# Can i claim UK and Irish State Pension



## katz (13 Jun 2012)

I am a UK citizen working and living in Ireland for just over 10 years, with 10 years S1 contributions paid. I have 20 years left in my working life and may work several place within Europe over this period. can i claim an Irish state pension and a UK state pension, if so can i pay voluntary contributions to UK pension whilst working/or living in Ireland and can I pay voluntary contributions to Irish state pension whilst working /or living in UK.


----------



## Black Sheep (13 Jun 2012)

You can of course claim pension in both countries provided you have sufficient contributions paid. Don't forget we are looking at many changes in the pension sector over the next 20 years so the information given now may be totally irrelevant in that 20 years

Unless the situation has changed recently in the UK it has always been possible to pay voluntary contribs. in the UK while working in another country.
You could check with the Dept of work and Pensions UK.

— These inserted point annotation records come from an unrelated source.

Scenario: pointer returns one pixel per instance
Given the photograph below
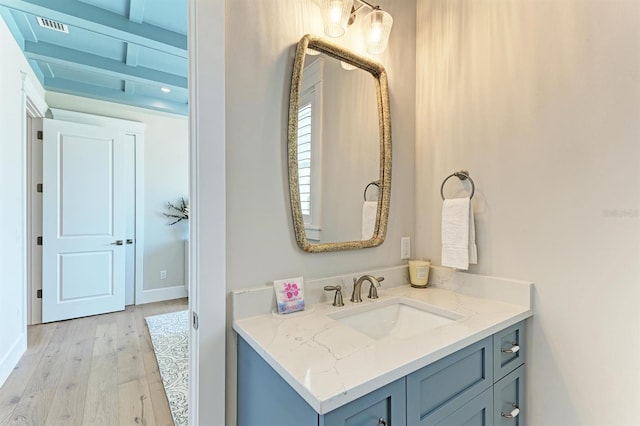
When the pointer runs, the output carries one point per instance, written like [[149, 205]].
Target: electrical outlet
[[405, 248]]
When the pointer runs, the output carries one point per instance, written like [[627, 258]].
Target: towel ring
[[374, 183], [462, 175]]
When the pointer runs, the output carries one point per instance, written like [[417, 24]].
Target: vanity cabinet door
[[384, 406], [508, 399], [477, 412], [509, 347], [437, 390]]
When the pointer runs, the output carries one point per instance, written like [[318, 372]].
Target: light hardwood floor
[[98, 370]]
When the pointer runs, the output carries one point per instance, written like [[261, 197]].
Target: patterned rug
[[170, 338]]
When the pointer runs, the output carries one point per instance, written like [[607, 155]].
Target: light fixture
[[335, 14], [376, 27]]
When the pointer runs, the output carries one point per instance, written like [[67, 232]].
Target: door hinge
[[196, 322]]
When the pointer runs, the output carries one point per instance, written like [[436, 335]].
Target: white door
[[83, 229]]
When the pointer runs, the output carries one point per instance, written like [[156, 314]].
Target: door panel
[[83, 267]]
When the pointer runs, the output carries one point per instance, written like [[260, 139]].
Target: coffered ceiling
[[132, 52]]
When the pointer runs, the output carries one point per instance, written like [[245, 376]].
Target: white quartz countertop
[[330, 364]]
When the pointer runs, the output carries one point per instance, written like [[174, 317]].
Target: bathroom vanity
[[324, 366]]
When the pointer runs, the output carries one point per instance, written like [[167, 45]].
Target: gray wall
[[540, 100], [13, 325], [260, 243]]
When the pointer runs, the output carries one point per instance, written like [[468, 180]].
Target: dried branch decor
[[178, 213]]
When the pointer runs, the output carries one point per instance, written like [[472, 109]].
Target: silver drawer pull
[[513, 414], [512, 350]]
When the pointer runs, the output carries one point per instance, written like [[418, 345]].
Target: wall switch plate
[[405, 248]]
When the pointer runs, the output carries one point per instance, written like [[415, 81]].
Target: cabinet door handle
[[512, 350], [513, 414]]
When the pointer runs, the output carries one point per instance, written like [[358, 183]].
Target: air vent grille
[[53, 25]]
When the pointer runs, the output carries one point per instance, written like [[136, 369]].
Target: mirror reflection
[[339, 148]]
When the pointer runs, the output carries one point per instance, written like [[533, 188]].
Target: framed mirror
[[339, 148]]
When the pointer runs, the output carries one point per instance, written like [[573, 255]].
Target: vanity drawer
[[437, 390], [509, 346], [509, 399]]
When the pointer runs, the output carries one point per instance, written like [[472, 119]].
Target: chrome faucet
[[357, 285]]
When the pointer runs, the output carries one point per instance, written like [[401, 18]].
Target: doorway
[[129, 252]]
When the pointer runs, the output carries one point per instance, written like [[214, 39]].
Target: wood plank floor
[[98, 370]]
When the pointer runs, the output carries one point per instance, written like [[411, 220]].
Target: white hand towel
[[458, 234], [369, 211]]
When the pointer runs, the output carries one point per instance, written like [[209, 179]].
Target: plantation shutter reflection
[[304, 160]]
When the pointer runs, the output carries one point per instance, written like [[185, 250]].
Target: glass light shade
[[335, 14], [376, 28]]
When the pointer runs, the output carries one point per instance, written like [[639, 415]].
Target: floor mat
[[170, 339]]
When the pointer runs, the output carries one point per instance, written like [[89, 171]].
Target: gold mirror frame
[[384, 121]]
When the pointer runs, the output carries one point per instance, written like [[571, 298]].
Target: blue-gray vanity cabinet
[[477, 412], [384, 406], [481, 384], [436, 391], [510, 351], [508, 399], [264, 398]]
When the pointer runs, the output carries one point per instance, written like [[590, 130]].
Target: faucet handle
[[373, 291], [337, 298]]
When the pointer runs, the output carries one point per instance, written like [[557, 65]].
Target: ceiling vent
[[52, 25]]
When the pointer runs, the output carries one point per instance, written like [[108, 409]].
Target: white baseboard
[[11, 357], [161, 294]]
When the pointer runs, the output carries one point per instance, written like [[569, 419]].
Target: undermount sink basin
[[400, 318]]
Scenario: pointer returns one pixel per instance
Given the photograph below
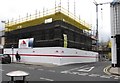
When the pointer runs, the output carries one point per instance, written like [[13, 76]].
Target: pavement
[[108, 70], [112, 70]]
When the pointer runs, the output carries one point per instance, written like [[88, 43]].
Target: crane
[[97, 4]]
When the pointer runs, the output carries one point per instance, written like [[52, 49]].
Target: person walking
[[17, 57]]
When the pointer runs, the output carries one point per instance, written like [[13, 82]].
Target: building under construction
[[53, 28]]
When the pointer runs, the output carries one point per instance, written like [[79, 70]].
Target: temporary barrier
[[54, 55]]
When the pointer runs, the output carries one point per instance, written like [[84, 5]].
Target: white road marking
[[83, 74], [51, 70], [65, 72], [1, 70], [41, 69], [94, 75], [31, 67], [46, 79], [74, 68], [105, 76], [117, 77], [88, 69]]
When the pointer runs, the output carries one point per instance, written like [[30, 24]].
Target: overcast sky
[[12, 9]]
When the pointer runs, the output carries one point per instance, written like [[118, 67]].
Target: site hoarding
[[26, 43]]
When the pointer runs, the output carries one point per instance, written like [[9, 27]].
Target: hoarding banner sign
[[26, 43]]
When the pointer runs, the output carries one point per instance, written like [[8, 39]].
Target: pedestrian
[[17, 57]]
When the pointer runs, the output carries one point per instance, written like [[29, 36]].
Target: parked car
[[5, 58]]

The Irish situation does not appear to allow the same benefit.


QUOTE

Voluntary contributions allow you to remain insured once you leave the compulsory PRSI system. You may choose to pay voluntary contributions, provided you meet certain conditions if you: 


are no longer covered by a PRSI scheme on a compulsory basis in Ireland,
are no longer covered by a PRSI scheme on a compulsory or voluntary basis in any other E.U. country,
are under age 66,
satisfy qualifying conditions


----------



## Gervan (6 Aug 2013)

I understand that Irish voluntary Prsi cannot be paid while paying voluntary UK NI contributions, but does anyone know how the year ends interact?

For example, if a voluntary UK contribution is paid 2013/2014 (UK year end 05/04/14) would a voluntary Irish Prsi contribution for 2014 (Jan to Dec) be allowed?


----------